It has been just over a century since the first scheduled air passenger service took to the skies. On 1st January 1914, not long before the world was plunged into war, a flying boat designed by Thomas Benoist made the 21-mile journey across Tampa Bay from St. Petersburg to Tampa, reducing what had hitherto been a two-hour journey by boat to a twenty-minute trip. A few months later, on the other side of the Atlantic, Trygve Gran made the first flight out of sight of land, from Aberdeenshire in Scotland to Klep near Stavanger, in Norway.
In the inter-war period the concept of passenger aviation developed exponentially, although as a mode of transport for leisure it remained well out of the reach of most people. The war itself understandably hampered the progress of civilian air travel between different countries, however the acceleration in technological invention necessitated by hostilities laid the foundations for a revolution in transport and travel.
Air Travel for the Masses
The end of the Second World War heralded a new era of peace and international co-operation. The demands of the conflict had seen the first jet-powered aircraft developed by the UK, the USA and Germany, and it was natural that this technology would henceforth be channelled into the advancement of civil aviation. In 1952 the de Havilland Comet became the first jet aircraft to enter commercial service carrying passengers from London to Johannesburg for the British Overseas Airways Corporation (BOAC). With the demobilisation of service personnel by the Royal Air Force there was, of course, no shortage of pilots.
Throughout the ensuing decades air travel became increasingly within the reach of more and more households, and the holiday abroad progressively moved away from being a thing enjoyed only by the wealthy to an aspiration for the middle and working classes. British holidaymakers who hitherto had flocked to the coasts at home began to consider Greece, Portugal and sunny Spain as viable options for a family getaway.
New Innovations in Aviation
1970 saw the introduction into service of the Boeing 747, commonly known as the “jumbo”, which could ferry almost 500 passengers on long-range flights.

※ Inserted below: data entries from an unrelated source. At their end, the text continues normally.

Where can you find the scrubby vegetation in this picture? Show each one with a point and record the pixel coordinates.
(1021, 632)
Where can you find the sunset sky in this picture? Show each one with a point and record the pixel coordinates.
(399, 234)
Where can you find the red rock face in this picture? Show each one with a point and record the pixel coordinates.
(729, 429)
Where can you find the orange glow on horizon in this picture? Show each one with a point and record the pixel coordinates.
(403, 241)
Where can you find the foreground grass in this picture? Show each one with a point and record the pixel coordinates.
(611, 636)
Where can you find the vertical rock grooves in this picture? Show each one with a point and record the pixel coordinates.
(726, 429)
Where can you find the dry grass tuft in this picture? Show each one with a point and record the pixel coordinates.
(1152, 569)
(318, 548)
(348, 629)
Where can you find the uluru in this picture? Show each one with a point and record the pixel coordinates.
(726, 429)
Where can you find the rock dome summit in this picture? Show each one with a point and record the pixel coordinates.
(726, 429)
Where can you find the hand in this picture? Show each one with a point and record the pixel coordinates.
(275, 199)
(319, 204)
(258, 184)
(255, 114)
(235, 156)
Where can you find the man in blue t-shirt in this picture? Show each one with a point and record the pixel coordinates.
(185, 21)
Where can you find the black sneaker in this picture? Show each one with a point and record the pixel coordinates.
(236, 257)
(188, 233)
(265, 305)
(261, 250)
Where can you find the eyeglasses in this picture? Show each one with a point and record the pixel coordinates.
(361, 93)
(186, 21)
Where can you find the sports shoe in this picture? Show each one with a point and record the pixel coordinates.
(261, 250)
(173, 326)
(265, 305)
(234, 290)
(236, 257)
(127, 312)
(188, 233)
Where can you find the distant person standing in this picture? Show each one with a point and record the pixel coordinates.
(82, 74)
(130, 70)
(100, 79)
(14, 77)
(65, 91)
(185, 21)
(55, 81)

Within a few years most of the big airlines had 747s amongst their fleet, and its popularity allowed for a dramatic increase in popular travel between the continents.
A few years later in 1976 the Anglo-French supersonic aircraft Concorde made its first scheduled passenger flight, and services were inaugurated between both London and Paris, and the United States. The Soviet Union produced a similar aircraft, the Tupolev Tu-144, which was used for long-haul flights within the vast territory of the USSR. Sadly though the cost of travelling on Concorde was prohibitive and it never became viable as a tool of leisure rather than just of business, and it was eventually scrapped.
The Low-Cost Revolution
In later years economies of scale and clever marketing and pricing enabled the proliferation of the budget airlines, made most famous at home by Ryanair and easyJet. Once this had happened there was no obstacle left to ordinary people who wanted to travel abroad for their vacations. Even holiday operators invested in their own fleets, and by using more provincial airports both at point of destination and of arrival a completely new world of air travel had been opened up.